?April is Homegrown Month at Tasting Table.
It's time to get your hands dirty. Whether you live in a region of endless, temperate weather or are twiddling your mittened thumbs awaiting your final frost date, clicking through come-hither pictures and florid descriptions of fantastically named produce (Sultan's Green Crescent beans, Mongogo Du Guatemala squash and Love Lies Bleeding amaranth spring to mind) can make any climate seem like endless summer.
And we're especially big fans of the farmers and collectors who have put decades, if not centuries, into preserving heritage breed produce varieties, even if that means you won't always find their packets in your local big-box garden center. Dig into our favorite online sources for rare, heirloom and organic vegetable, fruit and herb seeds, and start plotting this season's gardening adventures.
Seed Savers Exchange (Decorah, Iowa)
Since 1975, the nonprofit, member-supported Seed Savers Exchange has been on a mission to save and pass on heirloom produce and flower varieties, so future generations can taste and enjoy the same bounty their ancestors did. Anyone is welcome to buy seeds or visit the organization's Heritage Farm, but members are eligible for benefits including discounts and a massive network of seed swappers.
Baker Creek Heirloom Seeds (Mansfield, Missouri)
The preservation of heirloom varieties isn't just a business for Jere and Emilee Gettle, it's a way of life. Jere printed his first heirloom seed catalog in 1998, and since then, the couple's passion has blossomed into a working seed farm and the Bakersville Pioneer Village, which plays host to homesteading conferences, planting festivals and educational events. (Plus, it boasts some of the coolest-looking packets in the business.)
Southern Exposure Seed Exchange (Mineral, Virginia)
Though gardeners from all over the country have come to rely on Southern Exposure for its unique regional offerings since Jeff McCormack and Patty Wallens sent out their first catalog in 1982, SESE focuses on seed varieties that fare well in the Mid-Atlantic and Southeast. Especially of note: the extensive selection of sweet potatoes (Georgia Jet, All Purple, Carolina Ruby and plenty more) that ship in vine-cutting "slips" for both spring and fall.

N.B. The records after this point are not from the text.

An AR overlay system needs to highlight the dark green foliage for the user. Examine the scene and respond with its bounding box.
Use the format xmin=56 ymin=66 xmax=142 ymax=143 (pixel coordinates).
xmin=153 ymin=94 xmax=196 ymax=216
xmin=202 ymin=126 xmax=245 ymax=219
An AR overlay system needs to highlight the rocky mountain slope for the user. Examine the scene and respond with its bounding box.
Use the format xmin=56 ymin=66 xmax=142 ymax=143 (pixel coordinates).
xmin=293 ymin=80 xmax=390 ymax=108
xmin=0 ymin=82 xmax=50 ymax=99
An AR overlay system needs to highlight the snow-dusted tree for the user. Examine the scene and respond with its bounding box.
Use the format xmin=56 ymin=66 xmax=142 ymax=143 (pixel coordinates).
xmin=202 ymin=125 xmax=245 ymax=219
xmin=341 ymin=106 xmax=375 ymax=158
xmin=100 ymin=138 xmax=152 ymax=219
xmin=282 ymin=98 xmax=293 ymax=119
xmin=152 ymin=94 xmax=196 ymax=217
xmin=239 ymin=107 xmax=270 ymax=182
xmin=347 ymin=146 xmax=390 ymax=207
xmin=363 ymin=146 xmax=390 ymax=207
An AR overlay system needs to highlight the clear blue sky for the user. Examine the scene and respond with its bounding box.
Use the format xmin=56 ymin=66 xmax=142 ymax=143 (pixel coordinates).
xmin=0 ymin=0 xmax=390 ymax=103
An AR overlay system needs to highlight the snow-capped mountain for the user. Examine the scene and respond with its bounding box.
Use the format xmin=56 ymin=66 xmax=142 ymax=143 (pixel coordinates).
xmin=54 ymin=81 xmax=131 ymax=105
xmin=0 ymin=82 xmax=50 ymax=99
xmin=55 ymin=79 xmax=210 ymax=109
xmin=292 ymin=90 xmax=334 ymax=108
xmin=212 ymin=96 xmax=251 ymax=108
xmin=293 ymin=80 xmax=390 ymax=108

D. Landreth Seed Company (Sharon Springs, New York)
With its founding date of 1784, D. Landreth Seed Company is the non-GMO O.G. Though its heirloom offerings range far and wide, the collection of rare melon varieties currently available is particularly astonishing: Georgia Rattlesnake, Cream of Saskatchewan, Charleston Gray and plenty more. The company no longer prints a catalog, but it's worth the $5 to pick up a copy of the prettily printed edition from last year (and the prices will still be honored).
Victory Seed Company (Molalla, Oregon)
This family owned company is so serious about organic planting, it won't just sell you its rare, heirloom and GMO-free seeds, it will ship you the composting worms as well. Victory has been in business since 1909, and it's teamed up with Slow Food USA to offer a selection of seeds from the Ark of Taste, which is a catalog of more than 200 foods that the organization believes are in danger of extinction.